The flooded Ensham mine in Queensland.
The coal industry is worth more than Aus$18 billion a year to Queensland's economy and employs about 23,000 people in the state. Floods in January have caused major and massive problems - Coal giant Xstrata lost production at its Collinsville and Newlands mines, BHP Billiton has been forced to cut back production at different sites. Rio Tinto said production at its Kestrel mine had been hit.
Ensham Resources Pty Limited, is one of Queensland's largest and fastest growing thermal coal producers, they built the world's second largest dragline at their Emerald mine in the coal-rich Bowen Basin in central Queensland. It is a major source of coking coal for the steel industry.
Industry sources say that prices at the end of 2007 of US$ 95-US$100 pe tonne can be expected to rise to US$150 a tonne, as supplies are hit not only by flloding of mines but disruption to rail services to the coast.
On top of this, it is apparent that China's severe winter will impact on demand and consequently on already record global prices.
The bucket attached to the new Ensham dragline is of 143 cubic yard capacity - it can scoop out enough material to fill two backyard swimming pools in one go.
Now the dragline is in it's own swimming pool.
"It's really a scene of utter devastation", says Peter Westerhuis general manager of the mine, "the Ensham mine has got the Nogoa river running almost through the middle of it. It's burst it's banks and engulfed the entire centre of operations. The pits are up to a hundred metres deep, and the ones that have been completely inundated are about three kilometres long each, and full of water. We estimate a hundred thousand megalitres has gone into those pits.
"We had some indication of rising flood levels in the Theresa creek, which feeds into the Nogoa river. Literally, twenty four hours later we were faced with this devastation.
The Queensland Resources Council says it could be weeks before the mining industry returns to normal production after the widespread flooding through the central highlands at a cost to the industrysaid to be over Aus$200 Mn.
"The mine is constructed with levees in appropriate places. They are classified as levees suitable for a one in a hundred year flood, in excess of anything that's happened here before. But the flood levels have gone completely over the top of the levee, it's really an unprecedented, and unexpected event that no one could predict." (Just compare the size of this mutha with the pic at the top)

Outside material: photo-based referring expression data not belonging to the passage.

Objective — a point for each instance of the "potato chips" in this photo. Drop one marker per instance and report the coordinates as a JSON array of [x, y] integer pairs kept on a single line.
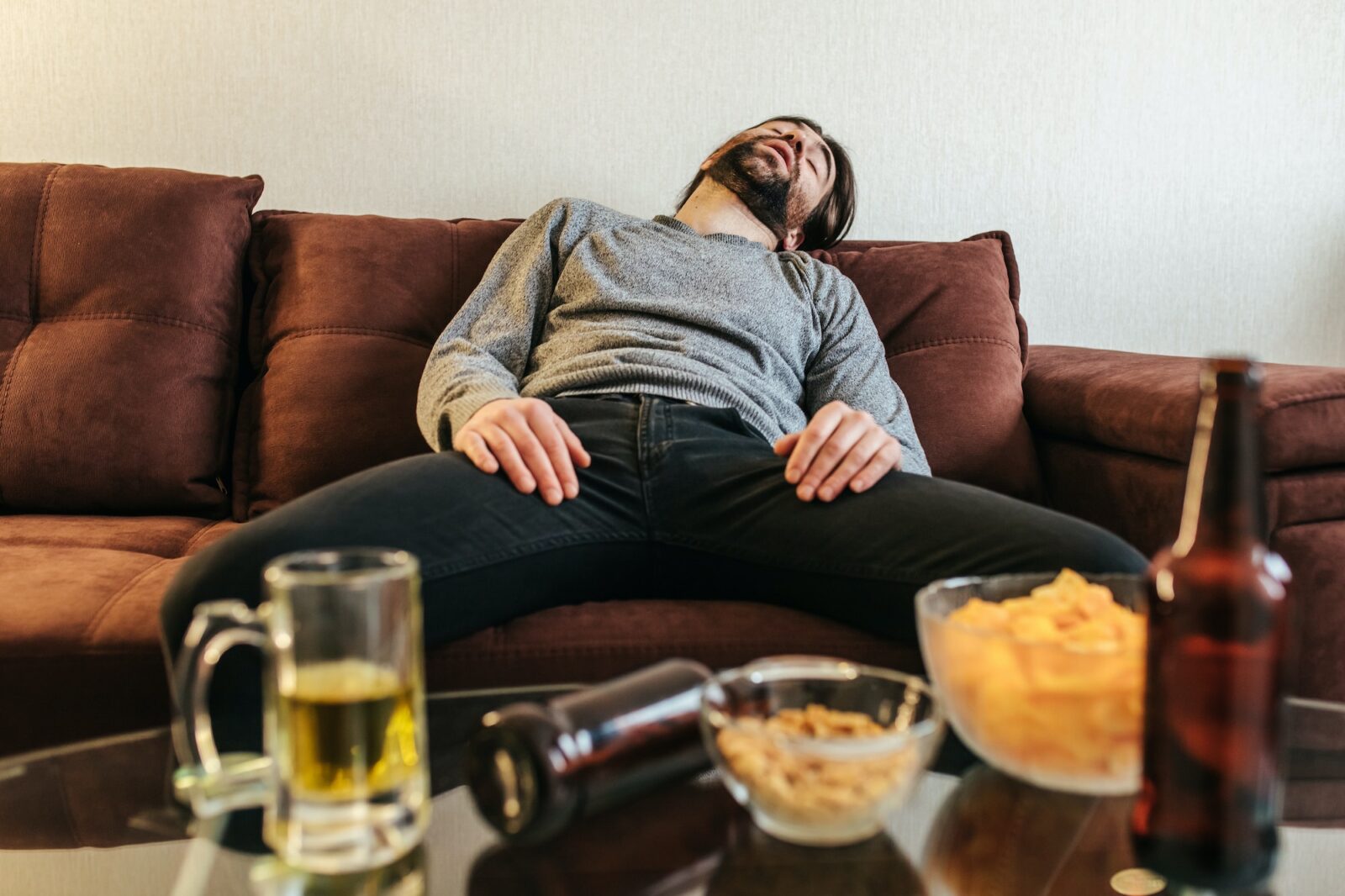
[[1048, 687]]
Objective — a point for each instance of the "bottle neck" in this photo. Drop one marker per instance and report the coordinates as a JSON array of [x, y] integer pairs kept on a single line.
[[1224, 506]]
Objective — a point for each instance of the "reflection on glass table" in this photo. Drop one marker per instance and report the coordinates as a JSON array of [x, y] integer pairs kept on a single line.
[[98, 817]]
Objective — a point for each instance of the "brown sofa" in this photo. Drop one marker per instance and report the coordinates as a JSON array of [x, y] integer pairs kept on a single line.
[[175, 365]]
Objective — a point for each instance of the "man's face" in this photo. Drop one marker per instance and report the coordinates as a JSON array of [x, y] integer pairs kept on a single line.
[[780, 171]]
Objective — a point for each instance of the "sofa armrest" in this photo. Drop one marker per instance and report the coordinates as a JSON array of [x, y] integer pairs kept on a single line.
[[1147, 405], [1113, 434]]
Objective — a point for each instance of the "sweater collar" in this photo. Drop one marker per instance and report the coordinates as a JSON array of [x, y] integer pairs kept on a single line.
[[732, 239]]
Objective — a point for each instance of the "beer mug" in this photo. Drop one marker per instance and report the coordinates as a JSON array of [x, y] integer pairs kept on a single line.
[[345, 777]]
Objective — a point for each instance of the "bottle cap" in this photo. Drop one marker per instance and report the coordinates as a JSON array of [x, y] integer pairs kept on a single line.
[[511, 771], [1232, 372]]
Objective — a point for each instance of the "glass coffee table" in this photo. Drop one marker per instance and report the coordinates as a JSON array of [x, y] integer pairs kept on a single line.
[[98, 818]]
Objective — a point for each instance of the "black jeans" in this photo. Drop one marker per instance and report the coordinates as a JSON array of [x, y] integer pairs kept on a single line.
[[681, 501]]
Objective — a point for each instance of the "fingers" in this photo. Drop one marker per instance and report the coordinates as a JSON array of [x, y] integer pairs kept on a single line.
[[557, 451], [847, 436], [535, 455], [786, 443], [530, 441], [811, 440], [858, 458], [477, 452], [572, 441], [887, 459], [502, 445]]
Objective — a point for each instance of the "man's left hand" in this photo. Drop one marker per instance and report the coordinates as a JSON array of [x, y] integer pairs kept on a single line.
[[840, 447]]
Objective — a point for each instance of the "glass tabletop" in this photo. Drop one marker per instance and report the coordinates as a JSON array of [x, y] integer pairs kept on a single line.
[[98, 818]]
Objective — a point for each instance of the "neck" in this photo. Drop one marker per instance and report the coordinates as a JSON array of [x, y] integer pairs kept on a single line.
[[715, 208]]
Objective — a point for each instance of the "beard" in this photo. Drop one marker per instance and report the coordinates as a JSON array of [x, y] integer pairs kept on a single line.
[[770, 194]]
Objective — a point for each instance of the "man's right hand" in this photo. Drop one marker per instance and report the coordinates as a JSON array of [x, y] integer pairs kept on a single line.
[[530, 440]]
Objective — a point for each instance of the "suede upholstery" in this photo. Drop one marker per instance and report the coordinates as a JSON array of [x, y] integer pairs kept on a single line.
[[120, 322], [1114, 434], [948, 316], [114, 425]]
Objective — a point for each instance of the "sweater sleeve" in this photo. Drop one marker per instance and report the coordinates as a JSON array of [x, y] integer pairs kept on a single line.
[[851, 366], [483, 353]]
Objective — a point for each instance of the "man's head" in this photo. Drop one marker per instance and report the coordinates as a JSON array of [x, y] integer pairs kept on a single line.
[[793, 178]]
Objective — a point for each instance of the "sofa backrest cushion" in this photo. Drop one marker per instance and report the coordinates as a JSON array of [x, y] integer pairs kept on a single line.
[[957, 345], [120, 327], [347, 307], [342, 320]]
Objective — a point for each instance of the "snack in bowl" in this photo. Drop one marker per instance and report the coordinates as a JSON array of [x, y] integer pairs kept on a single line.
[[1042, 676], [804, 788], [820, 750]]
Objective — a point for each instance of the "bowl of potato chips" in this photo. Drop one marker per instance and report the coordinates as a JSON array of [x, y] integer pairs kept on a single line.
[[1042, 674]]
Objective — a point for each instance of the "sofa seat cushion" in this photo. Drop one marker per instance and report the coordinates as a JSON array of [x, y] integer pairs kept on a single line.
[[159, 535], [1147, 405], [596, 640], [80, 653]]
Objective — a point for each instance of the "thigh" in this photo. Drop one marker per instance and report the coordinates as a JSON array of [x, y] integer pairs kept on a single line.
[[861, 557], [455, 519]]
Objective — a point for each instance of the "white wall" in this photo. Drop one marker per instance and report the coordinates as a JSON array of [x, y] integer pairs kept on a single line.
[[1172, 172]]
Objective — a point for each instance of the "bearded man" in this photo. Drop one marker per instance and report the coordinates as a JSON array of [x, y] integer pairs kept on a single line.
[[669, 408]]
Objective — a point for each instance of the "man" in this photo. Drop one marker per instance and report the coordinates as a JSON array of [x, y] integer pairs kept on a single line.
[[677, 407]]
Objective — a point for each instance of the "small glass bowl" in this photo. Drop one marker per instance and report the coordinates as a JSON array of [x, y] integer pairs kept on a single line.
[[1056, 714], [820, 790]]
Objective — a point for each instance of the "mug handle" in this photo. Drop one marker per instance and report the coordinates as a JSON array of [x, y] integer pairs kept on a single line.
[[213, 783]]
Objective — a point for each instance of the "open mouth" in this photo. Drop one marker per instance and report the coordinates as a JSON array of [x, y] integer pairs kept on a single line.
[[782, 151]]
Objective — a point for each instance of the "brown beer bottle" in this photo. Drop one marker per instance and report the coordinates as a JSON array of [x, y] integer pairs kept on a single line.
[[1216, 660]]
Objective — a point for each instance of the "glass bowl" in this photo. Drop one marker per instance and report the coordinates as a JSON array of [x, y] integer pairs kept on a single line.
[[818, 750], [1060, 714]]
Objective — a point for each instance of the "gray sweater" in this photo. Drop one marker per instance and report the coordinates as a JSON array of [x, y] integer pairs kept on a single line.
[[583, 299]]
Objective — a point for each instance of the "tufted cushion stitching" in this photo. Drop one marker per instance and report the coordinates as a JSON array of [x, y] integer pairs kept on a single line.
[[952, 340], [457, 262], [358, 331], [92, 629], [1288, 401], [37, 241], [195, 537], [638, 647], [141, 318], [40, 226]]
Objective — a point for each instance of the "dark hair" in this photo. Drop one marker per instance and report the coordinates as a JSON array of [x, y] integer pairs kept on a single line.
[[831, 219]]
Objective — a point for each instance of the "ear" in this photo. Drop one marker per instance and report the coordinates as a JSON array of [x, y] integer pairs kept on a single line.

Might be an idea to send details of this to the boffins at the bank of England ... perhaps if they had read about the storms in Newcastle in June they might have been ready to forecast the rise in world coal / energy prices. Saturday, June 09, 2007 Chinese Coal carriers grounded off newcastle,NSW, Australia
Newcastle Coal Trades Near a Record as Demand Rises (Update1)

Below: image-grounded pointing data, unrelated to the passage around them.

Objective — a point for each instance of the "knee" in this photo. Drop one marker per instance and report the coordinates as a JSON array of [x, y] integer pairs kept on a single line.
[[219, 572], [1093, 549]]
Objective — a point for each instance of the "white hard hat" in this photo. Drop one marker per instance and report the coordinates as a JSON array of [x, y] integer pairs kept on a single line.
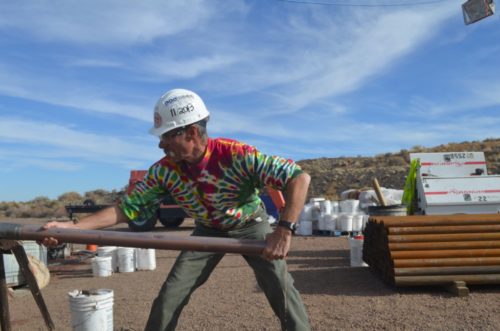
[[177, 108]]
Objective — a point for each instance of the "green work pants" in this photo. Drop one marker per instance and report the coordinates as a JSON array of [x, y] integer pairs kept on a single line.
[[192, 269]]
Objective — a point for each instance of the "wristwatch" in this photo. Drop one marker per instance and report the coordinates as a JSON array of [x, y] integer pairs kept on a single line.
[[289, 225]]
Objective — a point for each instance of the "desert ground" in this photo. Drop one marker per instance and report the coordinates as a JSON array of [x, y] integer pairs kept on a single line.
[[336, 296]]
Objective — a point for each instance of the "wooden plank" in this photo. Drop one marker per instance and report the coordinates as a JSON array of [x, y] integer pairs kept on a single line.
[[446, 280], [458, 288], [22, 260]]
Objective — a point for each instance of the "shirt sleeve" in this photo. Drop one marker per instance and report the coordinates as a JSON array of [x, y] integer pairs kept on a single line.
[[144, 200], [271, 171]]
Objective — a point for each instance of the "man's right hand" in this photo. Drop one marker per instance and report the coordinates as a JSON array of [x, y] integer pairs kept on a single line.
[[50, 241]]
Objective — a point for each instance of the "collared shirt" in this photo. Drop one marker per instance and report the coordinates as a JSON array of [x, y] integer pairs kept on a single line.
[[221, 191]]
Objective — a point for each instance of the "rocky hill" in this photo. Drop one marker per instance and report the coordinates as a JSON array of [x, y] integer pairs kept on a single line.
[[331, 176]]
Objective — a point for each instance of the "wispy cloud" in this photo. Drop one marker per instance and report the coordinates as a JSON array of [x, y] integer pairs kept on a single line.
[[104, 23], [70, 144]]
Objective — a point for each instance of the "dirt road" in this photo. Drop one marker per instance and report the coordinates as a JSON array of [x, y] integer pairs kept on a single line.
[[337, 296]]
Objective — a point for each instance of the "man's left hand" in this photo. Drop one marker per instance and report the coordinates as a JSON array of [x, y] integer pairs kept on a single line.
[[277, 244]]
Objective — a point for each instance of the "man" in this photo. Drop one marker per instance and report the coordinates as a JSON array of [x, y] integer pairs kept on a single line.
[[216, 181]]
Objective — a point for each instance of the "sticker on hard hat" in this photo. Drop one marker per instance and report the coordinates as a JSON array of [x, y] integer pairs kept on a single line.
[[178, 98], [158, 120], [182, 110]]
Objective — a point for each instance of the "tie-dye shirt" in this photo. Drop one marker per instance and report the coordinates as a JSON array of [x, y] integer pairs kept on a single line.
[[221, 191]]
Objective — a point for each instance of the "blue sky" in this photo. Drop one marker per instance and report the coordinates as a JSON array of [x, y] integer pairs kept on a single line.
[[79, 79]]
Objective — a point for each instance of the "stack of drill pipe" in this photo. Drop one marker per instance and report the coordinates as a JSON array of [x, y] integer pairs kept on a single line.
[[434, 250]]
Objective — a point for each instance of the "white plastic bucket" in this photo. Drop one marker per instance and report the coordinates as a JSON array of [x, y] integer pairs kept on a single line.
[[329, 220], [126, 257], [326, 207], [321, 223], [357, 222], [356, 247], [350, 206], [145, 258], [306, 213], [91, 310], [365, 220], [102, 266], [345, 222], [305, 228], [109, 251], [335, 207]]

Dec. 31 2007 (Bloomberg) -- Coal prices at Australia's Newcastle port, a benchmark for Japan, South Korea and Taiwan, traded near a record on concern that demand is outpacing supply.
Power station coal, excluding shipping cost, for delivery within three months posted its second weekly gain, settling at $89.69 a metric ton in the week ended Dec. 28, according to the globalCOAL NEWC Index, an Asian benchmark calculated each Friday. Prices are up 85 cents from the previous week and near the US$89.76 record set earlier this month (nbspNEWC Index up from US$67.72 in September).
``It's going to be a situation of restricted supply throughout 2008, so that will keep spot prices near record levels,'' said Gavin Wendt, a senior resources analyst at Fat Prophets Funds Management in Sydney. ``The miners just can't get the stuff out and onto a ship.''
The queue of ships waiting outside Newcastle port to load coal reached a record 79 in June after storms disrupted operations. There were 34 vessels waiting to load as of midnight, Dec. 30.
Chinese coal imports rose 39 % to 46.68 million tons in the first 11 months of 2007.
Must be very difficult to calculate global energy price trends faced with that sort of information. Evidently judged by the performance of the wankers at the Bank of England.
UPDATE Midnight : The FT has just hit the streets ....
Wheat price surge raises inflation fears By Chris Flood in London
A fall in US inventories of wheat to a 60-year low drove prices of the grain sharply higher on Friday to a fresh record, intensifying fears of rising global food price inflation.
US wheat futures jumped by their daily trading limit every day this week. Prices for benchmark flour making Minneapolis , (MGEX) rose 10.7 % on the week, extending its price surge since the beginning of 2008 to 50%.
To cope with the raised prices MGEX Contracts Committee approved raising wheat contract daily price limits from 30 cents to 40 cents effective with the Feb. 12 trading session.